Em entrevista ao Daily Beast, a autora deixou um desejo semelhante. “Se o meu livro servir para alguma coisa, espero que as mulheres mais jovens ou da minha geração analisem bem a sua situação financeira e reflitam sobre o que lhes aconteceria se o casamento acabasse.”

O Wall Street Journal publicou um artigo intitulado Ela perdeu quase tudo no divórcio. Agora, as mulheres estão a aprender com os erros dela, referindo como a história de Belle Burden tinha sido moldada por “ingenuidade financeira”.

Já o New York Times classificou a obra como “thriller financeiro”, motivado por um “acordo pré-nupcial opressivo”.

“James” pode muito bem ser o ex-marido mais odiado do mundo (porque mesmo que a própria ex-mulher tenha seguido em frente, há pelo mundo milhares de pessoas da equipa Belle). Porém, no final de os avanços e recuos matemáticos, as casas ficaram para Belle Burden, o ex-marido deu-lhe três milhões e passou a pagar 50 mil euros mensais de pensão de alimentos até a filha mais nova ter 22 anos — tem agora 18.

E o lado do marido?

No The Wall Street Journal, Holly Peterson questiona: “Qual é que achamos que é o lado do marido”? Isto porque diz ficar perturbada com a “rapidez com que nós, enquanto leitores, aceitámos um lado de uma relação complicada: o marido é um monstro, ela é nossa irmã”.

Para a jornalista, falta analisarmos a zona cinzenta: “É esse o problema”. Ainda assim, Holly Peterson continua a defender a qualidade do livro. “A Belle Burden não está a mentir. Está a contar a história dela como a vê. E merece ser lida com seriedade. Mas a história dela não é toda a história, e no momento em que decidimos que ler o relato de um dos cônjuges nos qualifica para emitir um veredito sobre o casal, estamos a cair na preguiça intelectual.”

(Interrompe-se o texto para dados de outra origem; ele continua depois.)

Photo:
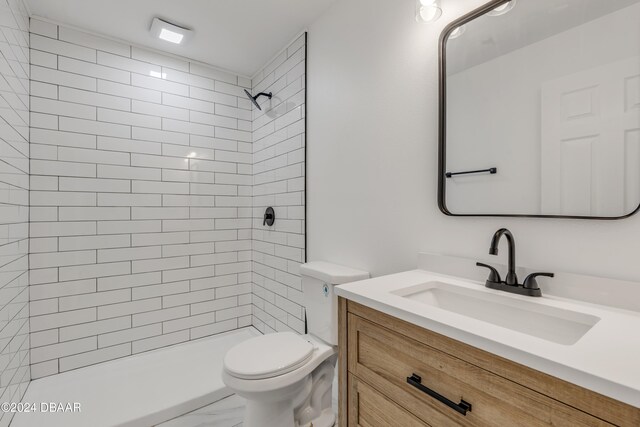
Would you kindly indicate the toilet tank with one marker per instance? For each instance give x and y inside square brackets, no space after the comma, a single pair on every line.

Quanto a “James”, é certo que já teve muitas propostas de entrevistas. Até ao momento, limitou-se a enviar uma nota breve ao New York Times. “Embora discorde de muitas das suas memórias, bem como da sua descrição generalizada e errada da minha relação com os meus filhos, não desejo comentar mais detalhadamente, a fim de os proteger de novas violações da sua privacidade, para além de dizer que continuo a apoiar com carinho os meus filhos e a ser apoiado por eles com carinho.”

O pingue-pongue do amor/ódio

Ainda antes da publicação do artigo da New Yorker, já o livro e a autora tinham sido arrasados no jornal digital Medium. Janice Harayda, crítica literária da publicação, não acredita em Belle Burden e diz exatamente isso logo no título.

Analisa ponto a ponto, começando por sugerir que a vida sexual teria arrefecido. “É bem possível que a relação deles lhe parecesse ‘romântica’ e ‘carinhosa’. Mas e o marido dela? Será que ele ansiava pelo sexo apaixonado da juventude, em vez do carinho que ela tanto valorizava?”, questiona.

Depois, duvida de memórias tão precisas como “quando alguém se inclina” ou “bebe um gole de chá” — sem recurso a notas, “quem tem os detalhes tão frescos?”, pergunta. E vai mais longe, sugerindo que pode haver um ghostwriter à mistura. “Burden tinha pouca experiência na escrita, além da elaboração de alegações judiciais, e escreveu um livro cativante com um estilo refinado”, descreve.

Escrito pela própria ou não, tudo verdade ou cheio de floreados, Janice Harayda acerta em pelo menos uma coisa: Estranhos — Memórias de Um Casamento é realmente cativante, além de cruel, duro, ternurento e sempre muito bem escrito.

O pingue-pongue de amor/ódio em relação à obra continua, mas talvez a revista Slate tenha conseguido desmistificar aquilo que apontam ao livro como problema. “As memórias situam-se sempre na fronteira entre o que cada uma das partes pensa que aconteceu e os poucos detalhes que podem ser verificados como factos inegáveis. Se um escritor não consegue ser incontestavelmente verdadeiro na sua escrita — algo que ninguém consegue fazer na totalidade, pelo menos no que diz respeito às próprias histórias —, o máximo que se pode alcançar é uma honestidade emocional profunda. As melhores [obras de] memórias não são, portanto, factuais. São simplesmente sinceras.”